Testing steepest descent method:
The minimum is at x = 0.107627, y = -1.223260 for which f(x, y) = -0.750063.

J

Works with: Jsoftware

Library: math/calculus

In earlier versions without calculus library, D. can be used instead of pderiv

load 'math/calculus'
coinsert 'jcalculus'

NB. initial guess

go=: 0.1 _1

NB. function

func=: monad define
'xp yp' =. y
((1-xp)*(1-xp) * ]  ^-(yp)^2) + yp*(yp+2)* ] ^ _2 * xp^2   NB. evaluates from right to left without precedence
)

NB. gradient descent

shortygd =: monad define
go=.y
go=. go - 0.03 * func pderiv 1 ] go   NB. use D. instead of pderiv for earlier versions
)

NB. use: 

shortygd ^:_ go

Output:

0.107627 _1.22326

jq

Adapted from Go

Works with jq and gojq, the C and Go implementations of jq

The function, g, and its gradient, gradG, are defined as 0-arity filters so that they can be passed as formal parameters to the `steepestDescent` function.

def sq: .*.;

def ss(stream): reduce stream as $x (0; . + ($x|sq));

# Function for which minimum is to be found: input is a 2-array
def g:
  . as $x
  | (($x[0]-1)|sq) *
        (( - ($x[1]|sq))|exp) + $x[1]*($x[1]+2) *
        ((-2*($x[0]|sq))|exp);

# Provide a rough calculation of gradient g(p):
def gradG:
  . as [$x, $y]
  | ($x*$x) as $x2
  | [2*($x-1)*(-($y|sq)|exp) - 4 * $x * (-2*($x|sq)|exp) * $y*($y+2),
     - 2*($x-1)*($x-1)*$y*((-$y*$y)|exp)
	    + ((-2*$x2)|exp)*($y+2) + ((-2*$x2)|exp)*$y] ;

def steepestDescent(g; gradG; $x; $alpha; $tolerance):
  ($x|length) as $n
  | {g0   : (x|g),          # Initial estimate of result
     alpha: $alpha,
        fi: ($x|gradG),      # Calculate initial gradient
	 x: $x,
     iterations: 0
    }

   # Calculate initial norm:
   | .delG = (ss( .fi[] ) | sqrt )
   | .b = .alpha/.delG

   # Iterate until value is <= $tolerance:
   | until (.delG <= $tolerance;
        .iterations += 1 
        # Calculate next value:
        | reduce range(0; $n) as $i(.;
	    .x[$i] +=  (- .b * .fi[$i]) )

        # Calculate next gradient:
        | .fi = (.x|gradG)

        # Calculate next norm:
        | .delG = (ss( .fi[] ) | sqrt)
        | .b = .alpha/.delG

        # Calculate next value:
        | .g1 = (.x|g)

        # Adjust parameter:
        | if .g1 > .g0
          then .alpha /= 2
          else .g0 = .g1
          end
       ) ;

def tolerance: 0.0000006;
def alpha: 0.1;
def x: [0.1, -1]; # Initial guess of location of minimum.

def task:
  steepestDescent(g; gradG; x; alpha; tolerance)
  | "Testing the steepest descent method:",
    "After \(.iterations) iterations,",
    "the minimum is at x = \(.x[0]), y = \(.x[1]) for which f(x, y) = \(.x|g)." ;

task

Output:

Testing the steepest descent method:
After 24 iterations,
the minimum is at x = 0.10762682432948058, y = -1.2232596548816101 for which f(x, y) = -0.7500634205514924.

Julia

using Optim, Base.MathConstants

f(x) = (x[1] - 1) * (x[1] - 1) * e^(-x[2]^2) + x[2] * (x[2] + 2) * e^(-2 * x[1]^2)

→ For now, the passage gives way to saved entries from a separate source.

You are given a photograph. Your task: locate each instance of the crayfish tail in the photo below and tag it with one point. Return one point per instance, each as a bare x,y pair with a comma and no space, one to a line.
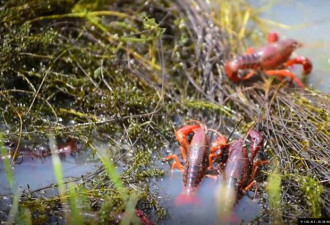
186,199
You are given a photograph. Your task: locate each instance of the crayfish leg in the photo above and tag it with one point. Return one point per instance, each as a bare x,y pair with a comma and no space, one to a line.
249,75
256,164
176,163
285,73
305,62
181,136
273,37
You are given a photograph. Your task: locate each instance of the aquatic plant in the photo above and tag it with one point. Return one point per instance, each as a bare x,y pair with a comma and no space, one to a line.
126,73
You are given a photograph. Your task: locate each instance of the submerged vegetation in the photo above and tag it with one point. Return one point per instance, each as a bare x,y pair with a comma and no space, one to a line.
127,74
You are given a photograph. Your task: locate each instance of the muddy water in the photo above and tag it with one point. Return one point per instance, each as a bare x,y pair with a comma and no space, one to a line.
38,173
246,210
309,23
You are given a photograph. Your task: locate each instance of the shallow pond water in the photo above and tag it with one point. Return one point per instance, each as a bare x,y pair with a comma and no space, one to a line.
205,212
309,23
38,173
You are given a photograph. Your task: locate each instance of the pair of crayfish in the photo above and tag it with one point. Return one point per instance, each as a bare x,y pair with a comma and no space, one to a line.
239,169
272,59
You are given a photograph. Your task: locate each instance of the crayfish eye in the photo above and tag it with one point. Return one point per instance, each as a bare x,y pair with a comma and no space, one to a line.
294,45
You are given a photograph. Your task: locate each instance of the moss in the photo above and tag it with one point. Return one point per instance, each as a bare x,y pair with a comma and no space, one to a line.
313,191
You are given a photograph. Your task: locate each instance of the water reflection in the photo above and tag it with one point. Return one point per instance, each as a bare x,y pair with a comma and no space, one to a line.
206,212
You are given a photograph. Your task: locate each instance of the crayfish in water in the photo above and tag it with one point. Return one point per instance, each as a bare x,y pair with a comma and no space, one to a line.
240,168
195,154
272,59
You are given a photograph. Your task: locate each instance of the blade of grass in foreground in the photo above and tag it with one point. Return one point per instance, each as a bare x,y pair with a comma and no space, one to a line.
76,217
274,193
130,202
57,167
7,166
10,177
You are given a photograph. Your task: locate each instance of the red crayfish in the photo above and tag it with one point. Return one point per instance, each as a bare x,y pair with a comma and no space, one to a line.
272,59
196,155
241,167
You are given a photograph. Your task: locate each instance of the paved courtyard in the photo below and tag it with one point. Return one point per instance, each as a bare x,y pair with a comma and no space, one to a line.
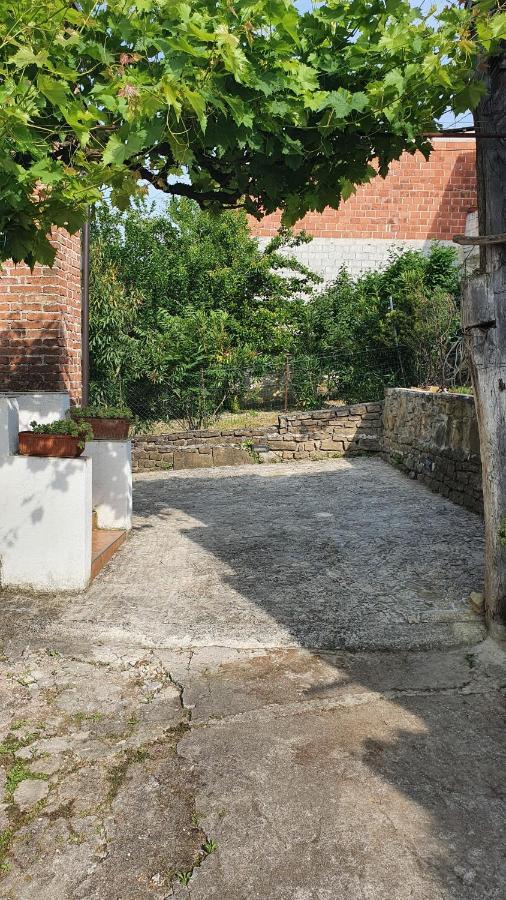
277,689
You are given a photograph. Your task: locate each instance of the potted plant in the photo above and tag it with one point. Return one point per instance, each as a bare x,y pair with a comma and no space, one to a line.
61,438
109,423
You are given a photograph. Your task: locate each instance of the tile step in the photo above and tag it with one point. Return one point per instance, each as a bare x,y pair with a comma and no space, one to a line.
104,544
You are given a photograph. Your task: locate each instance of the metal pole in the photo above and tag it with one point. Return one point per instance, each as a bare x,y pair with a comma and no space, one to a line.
85,327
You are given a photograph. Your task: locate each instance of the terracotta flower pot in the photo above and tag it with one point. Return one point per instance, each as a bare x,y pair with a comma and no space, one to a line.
32,444
107,429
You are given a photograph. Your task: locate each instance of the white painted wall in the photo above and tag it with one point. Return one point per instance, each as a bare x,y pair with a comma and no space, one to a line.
45,523
112,482
43,406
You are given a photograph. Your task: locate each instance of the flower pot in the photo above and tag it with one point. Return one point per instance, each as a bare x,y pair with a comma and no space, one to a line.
107,429
32,444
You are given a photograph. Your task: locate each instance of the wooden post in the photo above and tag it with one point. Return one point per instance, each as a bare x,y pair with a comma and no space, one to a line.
287,381
484,323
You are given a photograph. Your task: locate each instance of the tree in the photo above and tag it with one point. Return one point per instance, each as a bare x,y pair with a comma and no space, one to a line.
183,304
230,103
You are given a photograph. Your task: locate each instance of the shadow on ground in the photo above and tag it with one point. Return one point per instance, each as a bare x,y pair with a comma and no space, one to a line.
322,774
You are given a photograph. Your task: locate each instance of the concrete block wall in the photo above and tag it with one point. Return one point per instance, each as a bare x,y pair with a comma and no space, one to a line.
434,438
419,202
302,435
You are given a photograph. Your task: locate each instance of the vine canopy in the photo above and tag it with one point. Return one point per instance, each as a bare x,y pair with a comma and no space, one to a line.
229,102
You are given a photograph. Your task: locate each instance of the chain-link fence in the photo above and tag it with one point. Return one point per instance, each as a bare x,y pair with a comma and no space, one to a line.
197,397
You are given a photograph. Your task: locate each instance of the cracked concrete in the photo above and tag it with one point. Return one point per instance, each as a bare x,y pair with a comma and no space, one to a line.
187,728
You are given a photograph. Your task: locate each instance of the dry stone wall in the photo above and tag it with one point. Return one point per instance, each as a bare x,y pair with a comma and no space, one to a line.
304,435
434,438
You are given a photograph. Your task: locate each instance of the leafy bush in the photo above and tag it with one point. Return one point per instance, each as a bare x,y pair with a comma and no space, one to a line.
79,430
182,303
189,318
98,411
398,326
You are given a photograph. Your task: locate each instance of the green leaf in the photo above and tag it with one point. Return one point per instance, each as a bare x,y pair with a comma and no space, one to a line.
26,57
55,91
198,105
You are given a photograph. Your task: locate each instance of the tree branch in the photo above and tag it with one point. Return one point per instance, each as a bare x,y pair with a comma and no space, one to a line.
227,199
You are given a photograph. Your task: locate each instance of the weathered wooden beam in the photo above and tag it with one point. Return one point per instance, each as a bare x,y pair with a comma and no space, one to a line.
480,241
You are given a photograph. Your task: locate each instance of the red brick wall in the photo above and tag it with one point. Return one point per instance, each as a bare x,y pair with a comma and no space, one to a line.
40,323
418,200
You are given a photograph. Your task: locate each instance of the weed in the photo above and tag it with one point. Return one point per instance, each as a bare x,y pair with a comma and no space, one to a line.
250,449
81,717
209,847
12,743
5,839
18,723
18,773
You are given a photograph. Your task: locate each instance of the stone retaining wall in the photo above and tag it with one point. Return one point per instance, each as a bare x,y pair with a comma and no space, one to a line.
434,438
304,435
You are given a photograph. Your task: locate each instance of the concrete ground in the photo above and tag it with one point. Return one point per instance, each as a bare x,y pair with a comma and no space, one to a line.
276,690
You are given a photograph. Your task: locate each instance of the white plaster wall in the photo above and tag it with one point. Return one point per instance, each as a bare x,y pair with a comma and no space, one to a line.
9,426
327,256
112,482
45,523
43,406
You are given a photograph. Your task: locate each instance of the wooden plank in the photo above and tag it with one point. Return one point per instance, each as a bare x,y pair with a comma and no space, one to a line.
478,305
481,240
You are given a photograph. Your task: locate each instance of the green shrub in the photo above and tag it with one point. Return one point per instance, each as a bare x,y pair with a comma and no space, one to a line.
101,412
79,430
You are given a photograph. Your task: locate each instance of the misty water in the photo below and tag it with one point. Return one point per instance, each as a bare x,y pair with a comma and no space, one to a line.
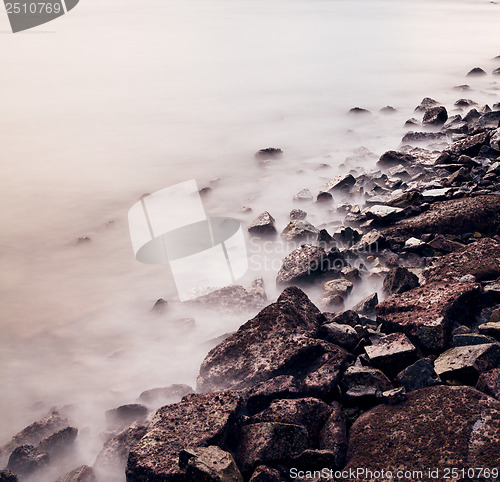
121,98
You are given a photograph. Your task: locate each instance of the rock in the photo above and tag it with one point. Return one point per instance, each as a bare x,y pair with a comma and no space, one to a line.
438,427
419,375
26,459
455,216
476,72
480,259
435,116
427,313
341,335
297,214
58,443
341,182
263,225
34,433
113,456
203,419
367,305
394,158
304,195
391,353
209,464
299,229
306,263
270,344
81,474
489,383
268,153
269,443
126,415
464,364
365,377
164,396
309,412
333,436
399,280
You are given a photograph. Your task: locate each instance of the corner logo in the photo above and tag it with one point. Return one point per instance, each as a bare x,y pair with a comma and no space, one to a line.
27,14
171,227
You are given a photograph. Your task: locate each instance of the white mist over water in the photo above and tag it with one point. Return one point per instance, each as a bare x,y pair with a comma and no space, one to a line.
121,97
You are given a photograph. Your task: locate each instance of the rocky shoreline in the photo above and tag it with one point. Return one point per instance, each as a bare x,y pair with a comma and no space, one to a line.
311,391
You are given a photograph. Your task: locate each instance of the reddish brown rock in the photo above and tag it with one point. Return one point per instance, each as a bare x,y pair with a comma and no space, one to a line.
435,427
426,314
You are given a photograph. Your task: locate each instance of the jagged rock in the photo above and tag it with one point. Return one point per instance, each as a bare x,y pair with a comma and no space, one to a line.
306,263
366,306
435,116
309,412
275,342
299,229
26,459
464,364
399,280
427,313
113,456
58,443
489,383
209,464
365,377
269,443
391,353
419,375
341,182
264,225
455,216
435,427
81,474
479,259
166,395
203,419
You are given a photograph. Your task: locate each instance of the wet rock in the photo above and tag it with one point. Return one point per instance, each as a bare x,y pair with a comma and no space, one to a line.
455,216
405,435
464,364
306,263
435,116
163,396
400,280
419,375
479,259
391,353
204,419
209,464
299,229
266,346
269,443
426,314
80,474
263,225
476,72
268,153
309,412
366,306
489,383
338,183
26,459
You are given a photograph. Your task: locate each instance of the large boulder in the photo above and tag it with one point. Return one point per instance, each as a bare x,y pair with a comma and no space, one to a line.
278,341
427,314
199,420
437,427
480,259
456,216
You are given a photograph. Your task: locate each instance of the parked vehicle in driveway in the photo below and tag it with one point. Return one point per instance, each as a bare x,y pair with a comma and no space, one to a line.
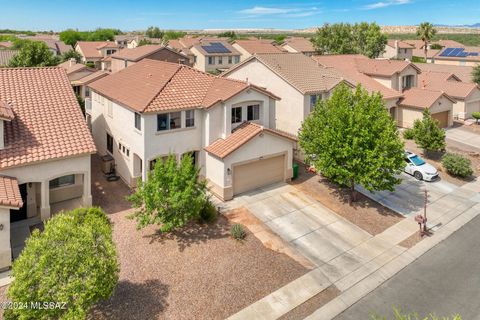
418,168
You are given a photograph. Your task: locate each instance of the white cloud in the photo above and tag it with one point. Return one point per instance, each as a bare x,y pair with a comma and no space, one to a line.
284,12
388,3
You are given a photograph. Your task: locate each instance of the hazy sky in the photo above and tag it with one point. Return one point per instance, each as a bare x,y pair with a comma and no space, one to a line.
200,14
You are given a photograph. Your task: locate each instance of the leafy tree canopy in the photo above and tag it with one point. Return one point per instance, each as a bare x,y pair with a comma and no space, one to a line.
172,195
351,139
344,38
427,133
34,54
73,260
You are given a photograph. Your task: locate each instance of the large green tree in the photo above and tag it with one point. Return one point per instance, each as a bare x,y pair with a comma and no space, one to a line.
34,54
73,261
476,74
344,38
351,139
428,135
426,32
172,195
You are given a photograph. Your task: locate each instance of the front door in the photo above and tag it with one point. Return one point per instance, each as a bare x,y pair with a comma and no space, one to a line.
20,214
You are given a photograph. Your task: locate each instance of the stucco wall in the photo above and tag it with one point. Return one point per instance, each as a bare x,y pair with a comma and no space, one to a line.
289,112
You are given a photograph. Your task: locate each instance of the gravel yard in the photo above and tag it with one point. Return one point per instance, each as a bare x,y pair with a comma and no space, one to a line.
197,273
365,213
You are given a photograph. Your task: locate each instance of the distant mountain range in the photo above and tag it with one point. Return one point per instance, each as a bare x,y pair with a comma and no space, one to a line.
476,25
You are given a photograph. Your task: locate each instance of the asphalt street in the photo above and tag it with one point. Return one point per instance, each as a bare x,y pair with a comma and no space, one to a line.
444,281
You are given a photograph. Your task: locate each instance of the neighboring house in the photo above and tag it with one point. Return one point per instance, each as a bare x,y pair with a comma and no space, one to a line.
416,100
247,48
154,108
80,75
396,49
296,78
128,40
460,56
462,72
467,95
214,56
6,56
96,51
299,44
45,152
127,57
393,79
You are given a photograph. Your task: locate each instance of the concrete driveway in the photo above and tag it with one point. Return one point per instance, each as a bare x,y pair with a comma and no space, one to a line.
316,232
464,138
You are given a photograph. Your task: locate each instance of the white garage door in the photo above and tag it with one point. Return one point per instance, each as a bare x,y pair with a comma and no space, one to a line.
257,174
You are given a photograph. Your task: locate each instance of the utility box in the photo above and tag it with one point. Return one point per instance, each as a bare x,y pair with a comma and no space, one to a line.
107,163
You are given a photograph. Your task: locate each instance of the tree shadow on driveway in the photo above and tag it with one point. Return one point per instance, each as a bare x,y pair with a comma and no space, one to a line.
134,301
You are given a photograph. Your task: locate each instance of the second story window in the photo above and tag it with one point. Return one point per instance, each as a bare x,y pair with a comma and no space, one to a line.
189,118
253,112
237,115
169,121
407,82
138,121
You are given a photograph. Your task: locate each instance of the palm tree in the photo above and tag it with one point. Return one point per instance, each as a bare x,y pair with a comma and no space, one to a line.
426,31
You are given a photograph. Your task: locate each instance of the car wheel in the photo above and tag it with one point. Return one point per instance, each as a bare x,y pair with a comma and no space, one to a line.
418,175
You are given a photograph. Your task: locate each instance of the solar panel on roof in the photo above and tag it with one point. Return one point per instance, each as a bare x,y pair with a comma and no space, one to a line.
216,47
446,52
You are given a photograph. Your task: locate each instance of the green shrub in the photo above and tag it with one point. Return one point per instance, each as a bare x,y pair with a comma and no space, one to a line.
238,232
409,134
208,213
457,165
476,116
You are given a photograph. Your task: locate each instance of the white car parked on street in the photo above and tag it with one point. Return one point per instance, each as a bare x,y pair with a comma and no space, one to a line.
417,167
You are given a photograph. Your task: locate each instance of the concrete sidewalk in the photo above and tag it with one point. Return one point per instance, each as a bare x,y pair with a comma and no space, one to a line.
361,269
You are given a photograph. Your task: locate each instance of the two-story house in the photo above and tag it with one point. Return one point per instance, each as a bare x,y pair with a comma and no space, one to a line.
45,151
96,52
214,56
296,78
153,108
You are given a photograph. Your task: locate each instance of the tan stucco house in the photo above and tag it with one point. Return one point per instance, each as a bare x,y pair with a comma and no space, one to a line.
155,108
127,57
45,150
296,78
396,49
96,52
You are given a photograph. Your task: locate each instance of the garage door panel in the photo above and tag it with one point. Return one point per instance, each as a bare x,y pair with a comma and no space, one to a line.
442,117
257,174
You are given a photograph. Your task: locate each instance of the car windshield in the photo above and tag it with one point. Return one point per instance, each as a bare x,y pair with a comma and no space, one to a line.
417,160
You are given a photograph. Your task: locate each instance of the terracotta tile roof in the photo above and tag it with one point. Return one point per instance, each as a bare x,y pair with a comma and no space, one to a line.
152,86
48,122
10,193
199,47
258,46
6,112
6,56
421,98
421,53
382,68
347,66
300,44
139,53
462,72
436,81
72,67
91,49
298,70
401,44
242,134
91,77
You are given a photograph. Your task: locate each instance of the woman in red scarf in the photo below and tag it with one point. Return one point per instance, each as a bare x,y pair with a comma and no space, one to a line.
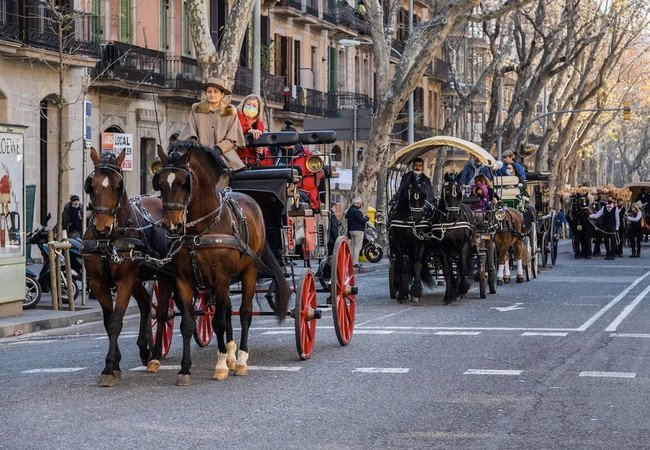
250,112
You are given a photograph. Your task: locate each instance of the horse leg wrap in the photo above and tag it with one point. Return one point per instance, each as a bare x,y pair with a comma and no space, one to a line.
221,369
241,369
231,356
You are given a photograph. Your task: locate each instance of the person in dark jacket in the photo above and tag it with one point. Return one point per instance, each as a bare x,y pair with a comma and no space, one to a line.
356,227
610,225
335,228
72,217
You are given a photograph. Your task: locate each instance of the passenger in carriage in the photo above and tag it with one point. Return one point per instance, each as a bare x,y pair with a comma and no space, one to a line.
251,112
472,168
297,156
515,168
213,123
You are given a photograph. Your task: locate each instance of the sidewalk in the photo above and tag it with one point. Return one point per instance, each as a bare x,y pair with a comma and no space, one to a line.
44,318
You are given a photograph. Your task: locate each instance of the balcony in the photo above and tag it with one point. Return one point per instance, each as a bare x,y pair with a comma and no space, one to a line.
131,63
182,73
39,28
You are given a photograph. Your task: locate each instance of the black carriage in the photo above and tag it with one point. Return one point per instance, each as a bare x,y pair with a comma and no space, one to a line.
483,250
297,234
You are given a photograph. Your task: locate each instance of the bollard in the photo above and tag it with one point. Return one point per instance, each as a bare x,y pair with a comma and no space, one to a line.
68,265
53,271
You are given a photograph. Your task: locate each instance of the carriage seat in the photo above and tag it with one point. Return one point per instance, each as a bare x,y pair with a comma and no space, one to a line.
507,187
273,173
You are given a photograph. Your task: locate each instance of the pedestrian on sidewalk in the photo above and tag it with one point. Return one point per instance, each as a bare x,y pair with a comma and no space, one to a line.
356,227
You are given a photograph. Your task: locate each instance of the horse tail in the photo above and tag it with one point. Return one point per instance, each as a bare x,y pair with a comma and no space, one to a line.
426,276
282,288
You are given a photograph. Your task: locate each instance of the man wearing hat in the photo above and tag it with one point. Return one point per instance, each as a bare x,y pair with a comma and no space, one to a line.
72,217
214,123
508,157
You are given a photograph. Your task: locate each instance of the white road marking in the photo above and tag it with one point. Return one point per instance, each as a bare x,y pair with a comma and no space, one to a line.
381,370
607,307
635,335
492,372
55,370
373,332
627,310
276,368
508,308
457,333
536,333
608,374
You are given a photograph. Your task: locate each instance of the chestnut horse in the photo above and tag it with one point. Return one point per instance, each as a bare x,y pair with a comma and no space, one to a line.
222,236
117,226
512,231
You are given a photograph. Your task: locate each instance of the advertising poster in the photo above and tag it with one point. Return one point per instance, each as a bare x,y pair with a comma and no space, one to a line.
11,194
115,143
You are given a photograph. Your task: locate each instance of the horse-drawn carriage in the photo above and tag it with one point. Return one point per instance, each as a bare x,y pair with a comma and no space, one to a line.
446,236
226,228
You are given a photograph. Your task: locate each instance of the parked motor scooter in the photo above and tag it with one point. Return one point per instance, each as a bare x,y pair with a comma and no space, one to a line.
39,238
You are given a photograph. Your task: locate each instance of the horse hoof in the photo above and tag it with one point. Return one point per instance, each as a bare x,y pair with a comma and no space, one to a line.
183,379
107,380
220,374
241,370
153,366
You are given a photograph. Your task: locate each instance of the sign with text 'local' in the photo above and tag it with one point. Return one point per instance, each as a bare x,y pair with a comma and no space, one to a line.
115,143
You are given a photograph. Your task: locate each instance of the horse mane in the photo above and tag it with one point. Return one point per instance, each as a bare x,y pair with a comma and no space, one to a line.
178,149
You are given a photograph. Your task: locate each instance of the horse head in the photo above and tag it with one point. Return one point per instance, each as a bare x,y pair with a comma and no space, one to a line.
105,186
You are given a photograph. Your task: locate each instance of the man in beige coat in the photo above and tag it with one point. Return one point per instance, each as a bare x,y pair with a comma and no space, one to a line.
214,123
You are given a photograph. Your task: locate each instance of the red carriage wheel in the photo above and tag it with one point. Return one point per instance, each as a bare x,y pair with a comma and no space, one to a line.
203,314
168,328
344,291
304,315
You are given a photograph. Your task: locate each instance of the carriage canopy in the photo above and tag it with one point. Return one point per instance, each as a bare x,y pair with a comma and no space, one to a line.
408,153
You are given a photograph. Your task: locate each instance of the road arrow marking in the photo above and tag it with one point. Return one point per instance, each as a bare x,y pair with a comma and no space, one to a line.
508,308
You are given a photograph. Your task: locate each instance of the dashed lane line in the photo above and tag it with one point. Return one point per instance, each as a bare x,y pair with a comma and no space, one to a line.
381,370
492,372
537,333
632,335
611,304
627,310
608,374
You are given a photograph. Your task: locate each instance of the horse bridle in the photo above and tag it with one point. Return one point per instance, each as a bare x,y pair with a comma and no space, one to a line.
112,212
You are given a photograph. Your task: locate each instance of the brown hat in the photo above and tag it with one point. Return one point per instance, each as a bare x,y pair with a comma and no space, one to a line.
216,82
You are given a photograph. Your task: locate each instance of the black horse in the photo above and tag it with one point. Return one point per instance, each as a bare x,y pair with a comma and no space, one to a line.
408,228
581,227
455,224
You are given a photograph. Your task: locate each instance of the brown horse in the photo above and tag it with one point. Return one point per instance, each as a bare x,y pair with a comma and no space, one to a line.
118,225
511,234
222,237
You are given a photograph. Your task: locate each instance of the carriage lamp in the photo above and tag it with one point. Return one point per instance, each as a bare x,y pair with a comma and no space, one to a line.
314,163
155,167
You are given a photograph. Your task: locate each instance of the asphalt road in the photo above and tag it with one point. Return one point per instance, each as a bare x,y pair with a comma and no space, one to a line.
558,362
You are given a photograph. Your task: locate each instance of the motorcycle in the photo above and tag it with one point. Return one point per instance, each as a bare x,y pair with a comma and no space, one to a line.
371,249
39,238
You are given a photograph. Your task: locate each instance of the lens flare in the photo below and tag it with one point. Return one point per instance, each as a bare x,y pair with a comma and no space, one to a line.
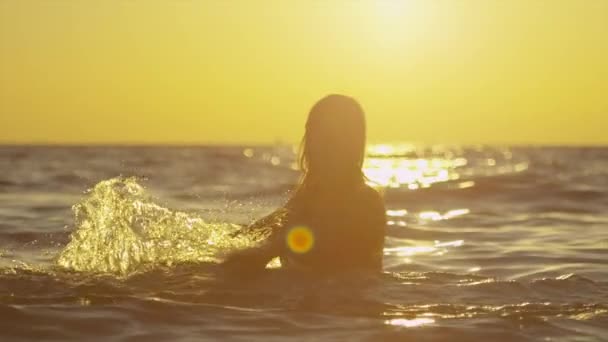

println(optimize(f, [0.1, -1.0], GradientDescent()))

Output:

Results of Optimization Algorithm
 * Algorithm: Gradient Descent
 * Starting Point: [0.1,-1.0]
 * Minimizer: [0.107626844383003,-1.2232596628723371]
 * Minimum: -7.500634e-01
 * Iterations: 14
 * Convergence: true
   * |x - x'| ≤ 0.0e+00: false
     |x - x'| = 2.97e-09
   * |f(x) - f(x')| ≤ 0.0e+00 |f(x)|: true
     |f(x) - f(x')| = 0.00e+00 |f(x)|
   * |g(x)| ≤ 1.0e-08: true
     |g(x)| = 2.54e-09
   * Stopped by an increasing objective: false
   * Reached Maximum Number of Iterations: false
 * Objective Calls: 35
 * Gradient Calls: 35

Nim

Translation of: Go

The gradient function has been rewritten to remove a term in the partial derivative with respect to y (two terms instead of three). This doesn’t change the result which agrees with those of Go, Fortran, Julia, etc.

import math, strformat


func steepDescent(g: proc(x: openArray[float]): float;
                  gradG: proc(p: openArray[float]): seq[float];
                  x: var openArray[float]; alpha, tolerance: float) =
  let n = x.len
  var alpha = alpha
  var g0 = g(x)   # Initial estimate of result.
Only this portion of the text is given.